Another sightseeing day in Delhi

Delhi: Day 3

It was another early day for us, I’d already set the alarm earlier because I knew my lil’ munchkin would be fired up for a swim. About an hour later, we were finishing our sausages and eggs, and ready to leave for our last day out in the capital.

Arun was there to receive us, smiling widely ever. Lily and him continued on their conversation of anything that pops into Lily’s head. Delhi still had a lot more places to see but we decided to hit two major heritage spots on a yet unexplored side of Delhi, before saying goodbye. First up was The devotional Disneyland of India, Akshardham Temple.

We made our way across the huge Yamuna River and reached the relatively new and massive(about 100 acres), Akshardham Temple. The exterior of Akshardham is covered with finely engraved statues of Hindu gods, animals, and holy people.

A unique journey through India’s glorious art, values and 10,000 years of Indian culture. The temple design reflects the style of Hindu temple architecture of India – mainly Rajasthan, Orissa, Gujarat, Mughal and Jain. Constructed entirely out of marble and red sandstone, the temple has been built without the use of steel.

To make your way inside you must first leave your shoes with one of the workers, who hands you a metal number key for identification. The interior is no less spectacular, with similar carvings and large gold statues of various gods.

A fusion of pink and white, the temple has more statues than you can imagine and a respectable number of ornate pillars and arches studded with floral motifs and exquisite carvings.

The temple complex is very huge and walking may make you feel hungry. There is Snacks Poin and for proper meals, you have to go to the Premati Ahargruh or the Premvati Food Court which is a complete and pure vegetarian restaurant designed as the Ajanta-Ellora caves of Maharashtra. The restaurant caters a wide variety of traditional dishes of India.

A visit to the Akshardham temple takes you on a long journey of Indian culture, arts and value through it’s architecture and some modern day technology. Walk around for some time, and you get to know some astonishing mythological and cultural stories of that land that surrounds you.

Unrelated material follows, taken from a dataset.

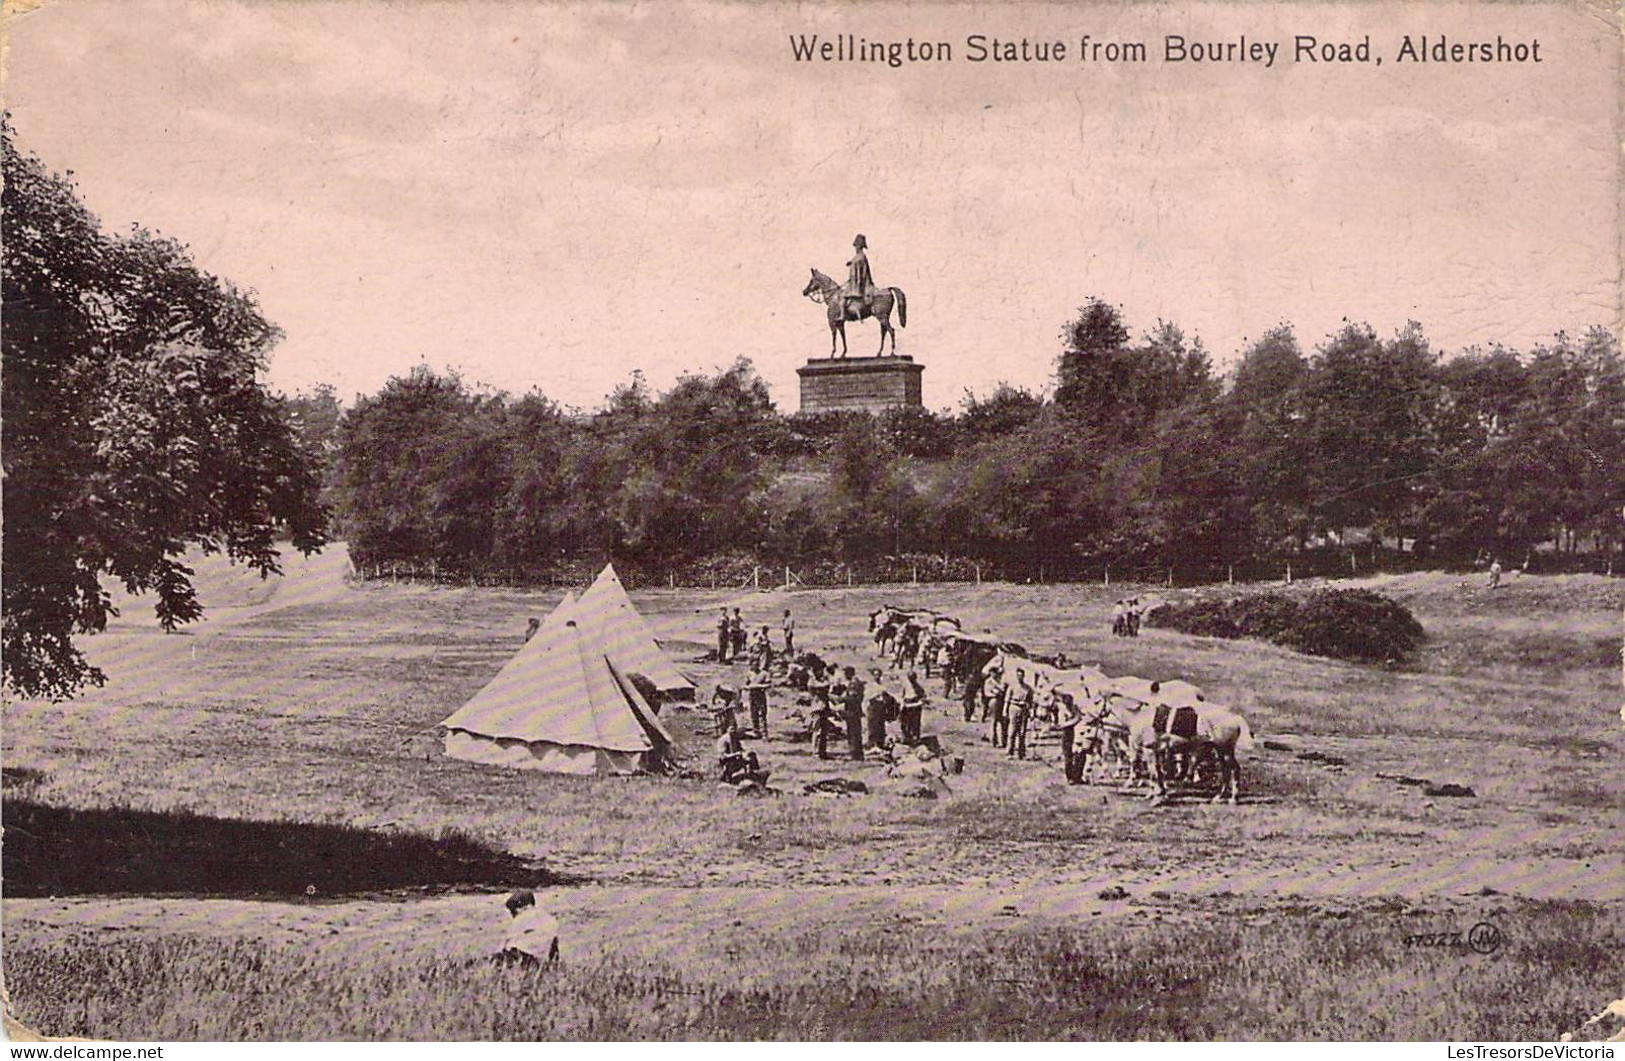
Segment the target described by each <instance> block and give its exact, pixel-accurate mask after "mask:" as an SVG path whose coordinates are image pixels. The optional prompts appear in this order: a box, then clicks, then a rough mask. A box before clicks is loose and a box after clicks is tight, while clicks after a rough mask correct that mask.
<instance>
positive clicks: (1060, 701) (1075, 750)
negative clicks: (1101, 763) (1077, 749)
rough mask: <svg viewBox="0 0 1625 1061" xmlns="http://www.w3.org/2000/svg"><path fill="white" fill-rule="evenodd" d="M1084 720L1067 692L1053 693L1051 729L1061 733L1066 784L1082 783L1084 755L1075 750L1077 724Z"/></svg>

The Akshardham also has an exhibition hall or tour hall where you can get a deeper insight into the background of Akshardham and Indian culture. The ‘Hall of Values’ has an audio-animatronics show that features the universal values for mankind depicted through presentations from the life of Bhagwan Swaminarayan. Also did I mention a musical fountain?

We had ‘cholle bhature’ for lunch inside the complex and left. Reaching Lotus Temple, in South Delhi. We had to take a long walk after taking our shoes off over a carpeted path. It was ok but I was just thinking.

Built in 1986 of pure white marble from the Penteli mountain in Greece, the Lotus Temple is a Bahaí House of Worship where people of any religions can come to pray. What makes this temple so incredibly unique and awe-inspiring is its shape and form. Inspired by India’s sacred lotus flower, the temple is composed of 27 free-standing marble “petals” arranged in groups of three to form nine sides forming a lotus flower. It is fitting that the temple is designed to look like India’s treasured lotus flower, which is also it’s official National flower. The surrounding of the place is very pleasing and has peaceful and serene setting. You can have perfect peace of mind during your visit to this Lotus Temple. The architecture shows expertise of both the conventional and modern style. The structure of the Lotus Temple reminds one of the Sydney Opera House. The prayer sessions are arranged four times in a day. People of all faith can enter the temple and pay their worship. opportunity to walk the grounds, learn a bit about the Bahai faith, and sit in on a service. Bahai works to find the unity in all major world religions, and for the service I joined practitioners read verses from the New Testament, the Hebrew Bible, the Bhagavad Gita, and the Quran followed by a period of silent, personal prayer and reflection.

I began reflecting on my belief in religion itself and Lily couldn’t really comprehend the entirety of this place but she was really happen to be inside a lotus.

After quickly having some ‘gol gappas’ at Nathu’s Sweets in Sunder Naga, we left back to the hotel for dinner and an early night.